TL;DR AI Regs; Pay to Display; Model Extravaganza
This week we have an eclectic mix of news for you: An update on an important piece of legislation that will impact AI development for years to come, an examination of a new content deal between a prominent AI company and a large publisher, and a summary of a host of new model announcements in both the image and text generation domains. Read on below!
The Californication of AI
California’s State Bill 1047 has AI companies in a tizzy
What it is: We’ve been remiss in not covering California Senate Bill 1047 which passed through the Assembly Appropriations Committee and is now headed for a floor vote in the CA state Assembly next week. The bill, introduced by State Senator Scott Wiener, aims to mandate safety testing for developers of large AI models. Many in the AI space are concerned that the bill is “well-intentioned but ill-informed” (a direct quote from Speaker emeritus Nancy Pelosi).
What it means: The bill has sparked significant debate among tech companies, lawmakers, and AI experts:
Anthropic, initially opposed to the bill, worked with Senator Wiener to amend SB 1047. The revised version incorporates some of Anthropic's suggestions.
OpenAI’s Chief Strategy Officer, Jason Kwon, penned an open letter to Wiener expressing concern that the bill would threaten innovation, competition and national security. OAI joins the chorus against the bill including VCs Andreessen-Horowitz and Y Combinator, as well as Meta, open-source-advocates Hugging Face, and Google.
Senator Scott Wiener defends SB 1047 as a "straight-forward, common-sense, light-touch bill" that builds on President Biden's executive order. He argues that the bill only requires large AI developers to perform safety tests they have already committed to doing.
Why it matters: The debate surrounding SB 1047 highlights the difficulties of regulating AI, a topic which we have covered at length. While it is vital to ensure that AI tools are used for the benefit of society, it is challenging to regulate in such a way that doesn’t stifle innovation or give an advantage to competing nations who are not bound by the same regulation (see the U.S.’s efforts to curb Chinese AI). We find ourselves agreeing with Dr. Andrew Ng’s suggested approach: rather than hamstring the development of AI technology because of the possibility it could be used to harm, instead we should focus on restricting specific applications. So while we don’t ban the use of Photoshop because it could be used to reproduce copywritten works or illegal content, instead we prosecute when the tool is used for nefarious purposes. AI should be treated similarly.
Condé Nast Cash
Publisher inks deal with OpenAI to license content
What it is: Condé Nast, the global media company behind publications like Vogue, The New Yorker, GQ, Architectural Digest, Vanity Fair, Bon Appétit and Wired, has entered into a licensing agreement with OpenAI.

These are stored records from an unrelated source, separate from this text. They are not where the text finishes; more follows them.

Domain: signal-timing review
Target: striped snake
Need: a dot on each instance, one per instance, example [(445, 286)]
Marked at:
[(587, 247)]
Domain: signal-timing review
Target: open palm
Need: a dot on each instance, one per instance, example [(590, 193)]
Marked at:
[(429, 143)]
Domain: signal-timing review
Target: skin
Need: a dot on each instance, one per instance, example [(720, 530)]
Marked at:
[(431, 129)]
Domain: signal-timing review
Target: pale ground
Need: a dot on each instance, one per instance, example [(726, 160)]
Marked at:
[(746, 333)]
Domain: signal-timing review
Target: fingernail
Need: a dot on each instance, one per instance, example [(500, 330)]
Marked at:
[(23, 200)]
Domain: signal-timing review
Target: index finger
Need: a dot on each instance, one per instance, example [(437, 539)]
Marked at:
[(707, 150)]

What it means: Interestingly, this multi-year partnership sounds a little different from some of the others we have covered. While previous agreements discussed the ability for OAI to train on the data, the verbiage for this agreement seems to focus on OpenAI being able to surface or display content from Condé Nast. This is different than how the recent deals with the AP, Axel Springer, the Atlantic, Dotdash Meredith, The Financial Times, NewsCorp, Vox, etc. were worded (although the TIME deal hints at this). Exact financial terms remain undisclosed (a frustrating trend with these deals of late).

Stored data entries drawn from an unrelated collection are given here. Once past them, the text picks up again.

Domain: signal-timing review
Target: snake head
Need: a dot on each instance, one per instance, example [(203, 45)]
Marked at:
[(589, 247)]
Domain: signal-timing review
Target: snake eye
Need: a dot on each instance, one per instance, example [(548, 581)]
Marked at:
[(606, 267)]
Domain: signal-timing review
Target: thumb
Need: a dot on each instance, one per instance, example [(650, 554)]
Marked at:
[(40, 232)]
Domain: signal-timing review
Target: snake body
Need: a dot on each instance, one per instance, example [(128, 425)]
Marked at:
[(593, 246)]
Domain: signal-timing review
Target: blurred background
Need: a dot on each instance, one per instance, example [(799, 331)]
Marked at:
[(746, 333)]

Why it matters: This story is another development in the ongoing dance between AI companies and content producers/copyright holders. We’re pleased to see more deals being done where AI companies are playing nice and going through the front door. That being said, these deals shouldn’t be restricted to the companies who have multimillion dollar legal teams and big shiny New York offices. The content creators who are most harmed by AI companies are the smaller players. A compensation scheme will need to be developed to remunerate the artists and writers whose creative works have been harvested with no regard. It’s a little frustrating that SB1047 that we just mentioned in the story above does nothing to address this egregious theft and disparity in power.
Models Galore
New models from Microsoft, Nvidia, Google, Ideogram, AI21, and Luma AI
Busy week for LLMs: Microsoft released its newest Phi 3.5 models in three flavors (mini, MoE, and vision); Nvidia released its new Mistral-NeMo-Minitron 8B and 4B Instruct on-device small language model; and AI21 labs stole the show, with its Jamba 1.5 series models —1.5 Mini and 1.5 Large. Both models use the Mamba model framework paired with AI21’s SSM-Transformer architecture which allow the models to compete head-to-head with much larger traditional transformer LLMs while offering better speed and efficiency and most importantly better effective context window use (this is to say that unlike other models which degrade in performance as the upper bounds of the context window is filled, Jamba 1.5 does not).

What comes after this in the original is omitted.